Transplant surgeries in the UK are set to be transformed as health experts are splashing out on £250,000 3D printers to create replicas of real organs so doctors can hone in on their skills.
Although the initials outlay is pretty hefty, doctors say the scheme could save costly time and help speed up the recovery process of patients.
Health officials say that the replica organs will be practically identical to organs which are being transplanted so doctors can spot any defects they may need to take into consideration when the real operation goes ahead.
Consultant transplant surgeon Nicos Kessaris told Sky News: “This is a very clever use of technology because it allows us to effectively create scale-size replicas of the organ being transplanted and the abdomen that it’s going into.
“In a small number of cases there’s a complexity, whether it’s with the size of the organ being transplanted or with the vessels, so if there is a complexity this allows us to practise the operation in advance.”
The printing is being pioneered by Guy’s and St Thomas’ NHS Foundation Trust and could eventually be common practice nationwide.

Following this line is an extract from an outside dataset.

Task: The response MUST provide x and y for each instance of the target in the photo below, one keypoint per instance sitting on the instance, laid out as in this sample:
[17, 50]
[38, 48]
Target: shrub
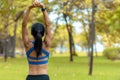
[112, 53]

Phil Reeves from Stratasys, the firm behind the technology, said: “If we can take one or two hours off each procedure, that’s a serious saving in terms of theatre time.
“It would also be hugely beneficial for patients in terms of their recovery, so there’s a huge economic argument there for the health service and the use of 3D printing.”
Dexter Clark, a three-year old from Reading, was one of the first patients to have benefitted from such procedures after his father was set to donate a kidney which turned out to be larger than average.
Dexter’s mother, Emily, told Sky News: “It’s just amazing that they were able to do this.
“If they hadn’t been able to perform the operation, Dexter would have had to go on dialysis and wait until he got bigger.”